Okay. She probably deserved that.

“I really am sorry,” Shelby said. “About the book.”

Hunter waved away the comment; she didn’t want to talk about it.

“No, I mean it,” Shelby said. “I was an idiot. I didn’t mean to hurt you. I’d never do that.” She meant it. But she could tell from the look on Hunter’s face, something faraway in her eyes, that it wasn’t that simple. It might be a long time before Hunter was able to let it go. If ever. The one difficult thing about Hunter was that she saw everything in black-and-white. Good or bad. Madly in love or indifferent. A lot of people tended to think that way, but it felt more extreme with Hunter. She’d seen Hunter turn on people in the past who let her down. And while Hunter always insisted she avoided relationships because she didn’t want to get married, Shelby suspected they would simply require too much emotional compromise.

“Anyway, we owe it to Colleen to get along this summer, right?”

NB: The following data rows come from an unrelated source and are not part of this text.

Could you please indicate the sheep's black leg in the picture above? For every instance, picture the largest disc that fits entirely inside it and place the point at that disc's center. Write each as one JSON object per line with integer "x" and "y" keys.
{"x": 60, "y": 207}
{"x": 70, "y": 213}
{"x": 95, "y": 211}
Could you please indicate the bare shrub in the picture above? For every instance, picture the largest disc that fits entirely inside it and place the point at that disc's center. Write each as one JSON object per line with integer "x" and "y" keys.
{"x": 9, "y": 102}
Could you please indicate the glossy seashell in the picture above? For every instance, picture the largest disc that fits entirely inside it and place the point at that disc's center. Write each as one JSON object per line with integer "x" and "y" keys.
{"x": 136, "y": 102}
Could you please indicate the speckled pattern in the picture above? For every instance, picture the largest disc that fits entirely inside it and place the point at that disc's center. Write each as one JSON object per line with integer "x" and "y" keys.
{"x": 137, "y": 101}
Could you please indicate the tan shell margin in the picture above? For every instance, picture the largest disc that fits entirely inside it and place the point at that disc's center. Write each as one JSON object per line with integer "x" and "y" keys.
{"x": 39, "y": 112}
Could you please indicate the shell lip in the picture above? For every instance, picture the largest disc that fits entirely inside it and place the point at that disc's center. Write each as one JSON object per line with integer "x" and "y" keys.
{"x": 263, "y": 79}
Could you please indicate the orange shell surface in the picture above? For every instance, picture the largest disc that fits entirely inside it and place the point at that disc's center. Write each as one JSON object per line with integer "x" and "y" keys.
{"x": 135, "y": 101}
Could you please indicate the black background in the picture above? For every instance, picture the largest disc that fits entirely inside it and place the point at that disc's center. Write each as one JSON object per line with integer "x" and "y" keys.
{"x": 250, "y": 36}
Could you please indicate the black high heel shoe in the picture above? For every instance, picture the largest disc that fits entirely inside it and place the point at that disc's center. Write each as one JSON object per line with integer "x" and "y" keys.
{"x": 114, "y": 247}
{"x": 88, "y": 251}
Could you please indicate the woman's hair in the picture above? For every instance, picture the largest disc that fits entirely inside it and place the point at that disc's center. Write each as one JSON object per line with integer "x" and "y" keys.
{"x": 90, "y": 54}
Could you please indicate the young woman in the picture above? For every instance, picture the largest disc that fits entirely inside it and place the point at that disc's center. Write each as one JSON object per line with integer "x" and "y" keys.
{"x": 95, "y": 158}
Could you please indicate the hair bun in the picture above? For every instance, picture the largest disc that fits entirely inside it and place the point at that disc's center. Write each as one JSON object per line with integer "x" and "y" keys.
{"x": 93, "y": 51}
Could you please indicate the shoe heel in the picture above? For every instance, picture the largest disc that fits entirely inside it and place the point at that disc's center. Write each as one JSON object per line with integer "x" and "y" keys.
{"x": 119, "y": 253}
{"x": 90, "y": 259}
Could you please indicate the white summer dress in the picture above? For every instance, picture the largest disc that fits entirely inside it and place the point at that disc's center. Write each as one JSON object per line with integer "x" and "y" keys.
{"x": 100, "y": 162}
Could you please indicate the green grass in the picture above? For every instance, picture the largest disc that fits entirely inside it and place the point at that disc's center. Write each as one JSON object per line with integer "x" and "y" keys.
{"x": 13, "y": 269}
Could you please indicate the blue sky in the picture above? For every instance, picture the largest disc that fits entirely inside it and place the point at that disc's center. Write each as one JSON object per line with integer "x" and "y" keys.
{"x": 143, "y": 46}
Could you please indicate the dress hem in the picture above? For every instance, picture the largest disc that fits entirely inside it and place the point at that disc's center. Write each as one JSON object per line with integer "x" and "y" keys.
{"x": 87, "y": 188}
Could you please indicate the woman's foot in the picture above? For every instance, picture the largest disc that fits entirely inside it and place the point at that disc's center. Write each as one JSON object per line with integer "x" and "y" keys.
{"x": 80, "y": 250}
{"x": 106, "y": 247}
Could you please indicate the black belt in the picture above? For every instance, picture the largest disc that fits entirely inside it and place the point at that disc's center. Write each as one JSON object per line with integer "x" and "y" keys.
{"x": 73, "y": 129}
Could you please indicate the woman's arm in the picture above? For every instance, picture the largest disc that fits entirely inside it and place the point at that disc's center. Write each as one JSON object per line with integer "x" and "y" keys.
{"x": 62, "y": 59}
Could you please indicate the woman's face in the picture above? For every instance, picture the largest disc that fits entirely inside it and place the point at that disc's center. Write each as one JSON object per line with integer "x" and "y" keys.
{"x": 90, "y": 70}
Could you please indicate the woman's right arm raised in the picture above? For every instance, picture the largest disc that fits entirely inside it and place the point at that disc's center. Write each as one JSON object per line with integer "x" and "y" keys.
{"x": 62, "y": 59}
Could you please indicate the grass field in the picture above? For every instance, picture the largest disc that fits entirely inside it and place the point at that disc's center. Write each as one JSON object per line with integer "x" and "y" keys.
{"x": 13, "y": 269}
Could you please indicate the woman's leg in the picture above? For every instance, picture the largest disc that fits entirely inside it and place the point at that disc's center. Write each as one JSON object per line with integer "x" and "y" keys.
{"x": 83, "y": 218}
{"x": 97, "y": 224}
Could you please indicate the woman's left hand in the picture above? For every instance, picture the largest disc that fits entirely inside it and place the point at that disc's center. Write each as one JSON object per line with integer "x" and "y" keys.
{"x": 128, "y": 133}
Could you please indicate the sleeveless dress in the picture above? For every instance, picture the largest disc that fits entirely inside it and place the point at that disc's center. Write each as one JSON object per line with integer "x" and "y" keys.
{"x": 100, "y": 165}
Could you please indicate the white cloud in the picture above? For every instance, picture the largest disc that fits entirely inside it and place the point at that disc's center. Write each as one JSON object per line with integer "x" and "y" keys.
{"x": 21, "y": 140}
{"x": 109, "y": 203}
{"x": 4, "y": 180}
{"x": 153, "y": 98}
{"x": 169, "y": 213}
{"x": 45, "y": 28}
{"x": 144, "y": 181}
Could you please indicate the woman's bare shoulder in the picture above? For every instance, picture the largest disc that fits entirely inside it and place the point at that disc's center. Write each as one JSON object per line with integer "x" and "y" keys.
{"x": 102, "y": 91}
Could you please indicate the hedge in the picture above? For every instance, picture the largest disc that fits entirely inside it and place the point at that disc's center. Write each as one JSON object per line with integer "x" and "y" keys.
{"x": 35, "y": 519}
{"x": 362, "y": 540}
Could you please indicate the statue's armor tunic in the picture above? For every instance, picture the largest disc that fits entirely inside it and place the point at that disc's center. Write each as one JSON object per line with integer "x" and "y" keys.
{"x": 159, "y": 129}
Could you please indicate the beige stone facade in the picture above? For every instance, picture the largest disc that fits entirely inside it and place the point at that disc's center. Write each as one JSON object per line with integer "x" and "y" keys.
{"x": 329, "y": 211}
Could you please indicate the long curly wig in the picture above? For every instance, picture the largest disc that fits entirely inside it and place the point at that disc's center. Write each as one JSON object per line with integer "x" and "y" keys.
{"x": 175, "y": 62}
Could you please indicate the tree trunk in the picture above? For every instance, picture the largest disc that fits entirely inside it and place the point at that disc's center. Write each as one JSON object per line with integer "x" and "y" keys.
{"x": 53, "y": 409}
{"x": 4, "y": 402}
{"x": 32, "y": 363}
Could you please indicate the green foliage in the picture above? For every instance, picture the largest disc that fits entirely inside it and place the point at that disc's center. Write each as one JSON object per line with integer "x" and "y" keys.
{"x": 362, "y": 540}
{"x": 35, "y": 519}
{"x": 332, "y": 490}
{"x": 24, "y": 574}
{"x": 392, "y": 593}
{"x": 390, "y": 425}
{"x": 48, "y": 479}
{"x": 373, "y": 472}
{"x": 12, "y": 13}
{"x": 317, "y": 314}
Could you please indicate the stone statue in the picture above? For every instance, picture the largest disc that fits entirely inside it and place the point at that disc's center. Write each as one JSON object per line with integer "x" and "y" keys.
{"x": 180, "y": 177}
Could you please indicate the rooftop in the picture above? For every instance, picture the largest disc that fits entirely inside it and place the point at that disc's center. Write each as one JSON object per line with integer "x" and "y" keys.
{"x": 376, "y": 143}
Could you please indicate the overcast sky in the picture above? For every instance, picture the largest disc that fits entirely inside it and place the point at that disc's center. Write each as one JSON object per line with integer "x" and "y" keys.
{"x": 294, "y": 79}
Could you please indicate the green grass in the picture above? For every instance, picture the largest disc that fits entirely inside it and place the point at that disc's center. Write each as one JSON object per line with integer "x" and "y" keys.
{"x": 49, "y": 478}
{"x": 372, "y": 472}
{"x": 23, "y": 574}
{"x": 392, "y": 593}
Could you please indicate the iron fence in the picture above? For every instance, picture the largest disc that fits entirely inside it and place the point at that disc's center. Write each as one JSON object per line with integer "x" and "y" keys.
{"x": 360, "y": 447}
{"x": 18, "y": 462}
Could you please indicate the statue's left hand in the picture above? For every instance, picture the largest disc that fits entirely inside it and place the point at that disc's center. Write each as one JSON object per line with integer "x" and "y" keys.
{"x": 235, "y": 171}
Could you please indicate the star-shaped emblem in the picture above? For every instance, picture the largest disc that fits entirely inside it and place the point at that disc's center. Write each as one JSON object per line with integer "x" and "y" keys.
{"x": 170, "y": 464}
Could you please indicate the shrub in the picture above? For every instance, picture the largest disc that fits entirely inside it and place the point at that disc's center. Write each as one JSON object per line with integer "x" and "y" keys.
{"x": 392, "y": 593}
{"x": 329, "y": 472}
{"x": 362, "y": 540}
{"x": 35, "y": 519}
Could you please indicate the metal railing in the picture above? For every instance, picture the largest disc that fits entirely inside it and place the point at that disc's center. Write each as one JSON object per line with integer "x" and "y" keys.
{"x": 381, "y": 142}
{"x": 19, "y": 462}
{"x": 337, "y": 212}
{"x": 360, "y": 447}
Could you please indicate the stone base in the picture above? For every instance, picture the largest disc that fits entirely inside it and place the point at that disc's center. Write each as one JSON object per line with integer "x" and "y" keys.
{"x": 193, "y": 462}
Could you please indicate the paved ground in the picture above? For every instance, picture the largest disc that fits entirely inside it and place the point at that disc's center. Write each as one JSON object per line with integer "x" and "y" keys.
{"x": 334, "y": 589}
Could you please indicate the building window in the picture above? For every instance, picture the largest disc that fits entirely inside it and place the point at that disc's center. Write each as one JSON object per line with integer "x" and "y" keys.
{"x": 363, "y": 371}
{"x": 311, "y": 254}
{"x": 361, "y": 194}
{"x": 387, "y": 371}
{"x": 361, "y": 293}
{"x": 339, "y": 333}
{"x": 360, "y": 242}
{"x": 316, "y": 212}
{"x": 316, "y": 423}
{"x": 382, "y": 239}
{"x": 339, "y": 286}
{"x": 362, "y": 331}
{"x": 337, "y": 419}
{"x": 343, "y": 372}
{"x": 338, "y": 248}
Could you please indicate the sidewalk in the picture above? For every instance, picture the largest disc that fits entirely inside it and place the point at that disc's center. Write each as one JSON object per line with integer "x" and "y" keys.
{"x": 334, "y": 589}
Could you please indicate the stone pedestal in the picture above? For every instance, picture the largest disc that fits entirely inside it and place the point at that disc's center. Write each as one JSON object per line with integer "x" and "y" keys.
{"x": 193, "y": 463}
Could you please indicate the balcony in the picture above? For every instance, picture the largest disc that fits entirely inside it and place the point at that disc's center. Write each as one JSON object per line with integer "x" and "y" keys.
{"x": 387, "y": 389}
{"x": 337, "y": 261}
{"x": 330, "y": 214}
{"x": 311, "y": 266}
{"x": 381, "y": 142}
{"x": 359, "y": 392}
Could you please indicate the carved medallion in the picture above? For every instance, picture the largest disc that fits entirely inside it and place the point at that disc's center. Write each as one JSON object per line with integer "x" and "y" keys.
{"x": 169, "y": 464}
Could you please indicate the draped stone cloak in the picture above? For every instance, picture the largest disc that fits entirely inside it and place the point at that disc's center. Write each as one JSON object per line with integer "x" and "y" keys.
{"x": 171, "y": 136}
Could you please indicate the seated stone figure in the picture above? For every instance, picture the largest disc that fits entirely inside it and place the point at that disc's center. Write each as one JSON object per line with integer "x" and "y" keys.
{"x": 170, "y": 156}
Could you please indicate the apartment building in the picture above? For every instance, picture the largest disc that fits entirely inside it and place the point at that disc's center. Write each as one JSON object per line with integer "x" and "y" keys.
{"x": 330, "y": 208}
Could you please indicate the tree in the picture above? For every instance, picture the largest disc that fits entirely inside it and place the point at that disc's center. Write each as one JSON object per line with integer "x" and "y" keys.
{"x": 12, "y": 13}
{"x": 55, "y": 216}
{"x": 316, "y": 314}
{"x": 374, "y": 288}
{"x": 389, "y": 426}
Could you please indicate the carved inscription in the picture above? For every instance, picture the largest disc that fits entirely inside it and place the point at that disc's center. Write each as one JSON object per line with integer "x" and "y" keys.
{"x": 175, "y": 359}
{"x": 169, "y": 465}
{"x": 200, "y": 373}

Hunter said, “Yes. We do.”

They looked at each other. Hunter’s blue eyes, outlined in smudgy charcoal liner, were wary. Shelby wanted to just reach out and hug her, but she refrained. A few seconds ticked by. It was awkward.

Finally, Hunter stood and said, “Let’s go get drunk.”

Eighteen

Tucked away on a side street off Commercial, the Atlantic House—better known as the A-House—was over a hundred and fifty years old and looked more like a twentieth-century schoolhouse than a bar. Inside, it pulsated with pop music and was crowded with a makeshift dance floor. Britney Spears videos played on a big screen. It smelled like beer and old cigarettes and something musky and damp, and the familiar scent brought Shelby back to past summers.

Shelby and Hunter found spots at the bar. She recognized the bartender, Chris. He’d been there forever. She never knew for sure if he was a few decades older than they were or if he was just weathered-looking from the sun. He was bald, with a full sleeve of tattoos on both arms. Behind him the bar was strung with Christmas lights, and decorated with a wooden bust of a merman.

Shelby had grown up with strict parents. She never drank during high school. So the first time Shelby ever went to a bar had been with Hunter. It was their first week of freshman year. Bryn Mawr College was an all-women college in a suburb of Philadelphia, a leafy campus with Gothic architecture designed like the buildings at Cambridge. The nearby thoroughfare, Lancaster Avenue, was lined with bars, drawing students from nearby Haverford College and Villanova University. That was why Hunter was eager to go off campus. It wasn’t for the drinking; it was for the guys.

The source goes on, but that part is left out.